Season for Detox – Day 10

Ten days –  I can’t believe it.  Ten whole days of doing this detox.  I’ve done several detoxs of seven days, even fasted for 10 days (which isn’t a great thing for general health purposes depending on how it’s done).  But this is the longest detox experience I’ve had with raw/vegan foods.

I don’t even feel like I’m on a detox except I’m being so conscious about what I eat each day.  I really thought I was good at knowing how to eat both well and consciously each day.  But waking up trying to figure out what new dish to prepare has been a real change, particular when it comes to eating raw. 

Today I had a treat.  My husband was a taster for a new dish.  I was determined to make a raw veggie Phad Thai.   I couldn’t get the flavor quite right from the recipe so I had to keep adding flavors.  One problem with the raw recipes is that they are a bit bland for my pallet. 

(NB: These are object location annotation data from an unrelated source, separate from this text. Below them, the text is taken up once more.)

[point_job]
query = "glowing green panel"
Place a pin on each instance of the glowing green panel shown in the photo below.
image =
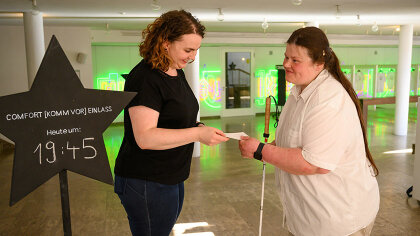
(210, 89)
(385, 82)
(266, 85)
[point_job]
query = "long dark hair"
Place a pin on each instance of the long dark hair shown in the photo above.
(316, 42)
(170, 26)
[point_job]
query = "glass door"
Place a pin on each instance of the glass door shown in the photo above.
(238, 76)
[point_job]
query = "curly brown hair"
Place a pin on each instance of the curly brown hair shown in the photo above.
(316, 42)
(170, 26)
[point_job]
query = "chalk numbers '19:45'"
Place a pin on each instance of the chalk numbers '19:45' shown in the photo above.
(52, 150)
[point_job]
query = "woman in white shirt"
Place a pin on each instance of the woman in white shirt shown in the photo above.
(325, 173)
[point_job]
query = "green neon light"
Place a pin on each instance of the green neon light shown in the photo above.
(211, 89)
(114, 82)
(266, 85)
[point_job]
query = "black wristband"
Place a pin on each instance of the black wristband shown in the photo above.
(258, 152)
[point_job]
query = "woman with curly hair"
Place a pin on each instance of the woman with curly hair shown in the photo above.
(160, 126)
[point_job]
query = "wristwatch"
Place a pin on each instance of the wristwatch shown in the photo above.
(258, 153)
(199, 123)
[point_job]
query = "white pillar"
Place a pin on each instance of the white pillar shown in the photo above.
(34, 43)
(192, 73)
(402, 92)
(416, 174)
(313, 23)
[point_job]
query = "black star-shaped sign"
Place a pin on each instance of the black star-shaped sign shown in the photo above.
(58, 125)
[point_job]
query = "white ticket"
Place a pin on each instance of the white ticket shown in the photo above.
(236, 135)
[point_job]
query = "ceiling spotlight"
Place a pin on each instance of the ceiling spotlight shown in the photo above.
(220, 16)
(296, 2)
(337, 12)
(155, 5)
(358, 22)
(264, 25)
(375, 27)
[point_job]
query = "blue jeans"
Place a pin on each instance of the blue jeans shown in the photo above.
(152, 208)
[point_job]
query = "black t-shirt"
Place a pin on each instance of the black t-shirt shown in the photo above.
(173, 98)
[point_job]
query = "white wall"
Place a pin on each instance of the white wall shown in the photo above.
(13, 77)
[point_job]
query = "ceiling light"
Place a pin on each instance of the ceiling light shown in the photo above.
(296, 2)
(264, 25)
(220, 16)
(155, 5)
(337, 12)
(375, 27)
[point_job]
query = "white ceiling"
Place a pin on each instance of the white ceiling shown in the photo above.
(239, 15)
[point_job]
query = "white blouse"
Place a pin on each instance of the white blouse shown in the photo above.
(323, 122)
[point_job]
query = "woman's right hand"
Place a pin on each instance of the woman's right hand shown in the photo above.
(211, 136)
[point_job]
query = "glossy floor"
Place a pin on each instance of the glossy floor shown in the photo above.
(222, 194)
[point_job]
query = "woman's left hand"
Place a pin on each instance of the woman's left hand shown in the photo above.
(248, 146)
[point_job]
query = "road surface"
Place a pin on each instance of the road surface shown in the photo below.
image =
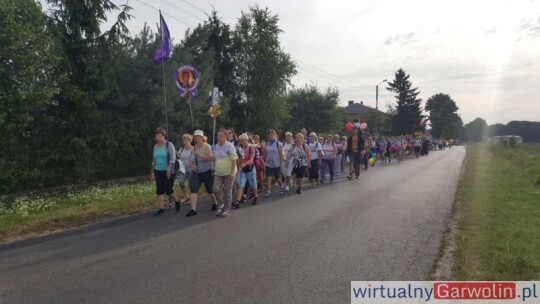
(293, 249)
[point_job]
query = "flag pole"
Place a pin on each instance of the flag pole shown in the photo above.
(190, 112)
(164, 89)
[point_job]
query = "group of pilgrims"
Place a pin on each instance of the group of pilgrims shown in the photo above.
(248, 165)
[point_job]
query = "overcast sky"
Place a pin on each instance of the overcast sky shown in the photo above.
(485, 54)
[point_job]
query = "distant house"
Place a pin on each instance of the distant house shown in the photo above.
(505, 138)
(368, 115)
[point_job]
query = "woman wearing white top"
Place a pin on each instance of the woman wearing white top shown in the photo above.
(329, 158)
(398, 146)
(184, 154)
(316, 157)
(287, 147)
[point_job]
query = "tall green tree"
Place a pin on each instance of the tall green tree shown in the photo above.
(445, 121)
(91, 69)
(220, 42)
(408, 110)
(476, 130)
(263, 70)
(29, 78)
(315, 110)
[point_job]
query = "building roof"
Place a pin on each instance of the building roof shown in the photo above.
(358, 108)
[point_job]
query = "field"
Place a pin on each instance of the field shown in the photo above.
(24, 216)
(498, 214)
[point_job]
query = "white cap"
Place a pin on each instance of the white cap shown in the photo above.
(198, 133)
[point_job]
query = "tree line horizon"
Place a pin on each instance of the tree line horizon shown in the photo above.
(81, 104)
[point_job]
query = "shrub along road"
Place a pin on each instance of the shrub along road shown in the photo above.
(298, 248)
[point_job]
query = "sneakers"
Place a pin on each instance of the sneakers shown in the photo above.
(220, 210)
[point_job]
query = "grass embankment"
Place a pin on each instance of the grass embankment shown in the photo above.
(27, 215)
(498, 202)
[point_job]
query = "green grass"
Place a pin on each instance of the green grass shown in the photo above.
(25, 216)
(498, 200)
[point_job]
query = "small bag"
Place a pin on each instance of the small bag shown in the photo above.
(248, 169)
(181, 166)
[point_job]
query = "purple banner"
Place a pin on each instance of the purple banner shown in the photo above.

The basic recipe came from Living on Live Foods by Alissa Cohen.  I spiraled two summer squashes to make the “noodles.”  Then added in 4 cups of mung beans.  The sauce was based on almond butter.  I didn’t have raw almond butter but did find some roasted almond butter in the pantry so I used that.  I mixed it with fresh squeezed orange juice and some ginger.  I found the sauce a bit bland and realized it needed some “heat” so I put in two chili’s. That helped a lot.  Plus, I added additional chopped ginger, onions, garlic, and red pepper flakes and cilantro.  Well, my husband agreed to taste it and he really enjoyed it.  That was fabulous.  I have a feeling it will be even better tomorrow after the flavors have had a chance to marinate.  Yum!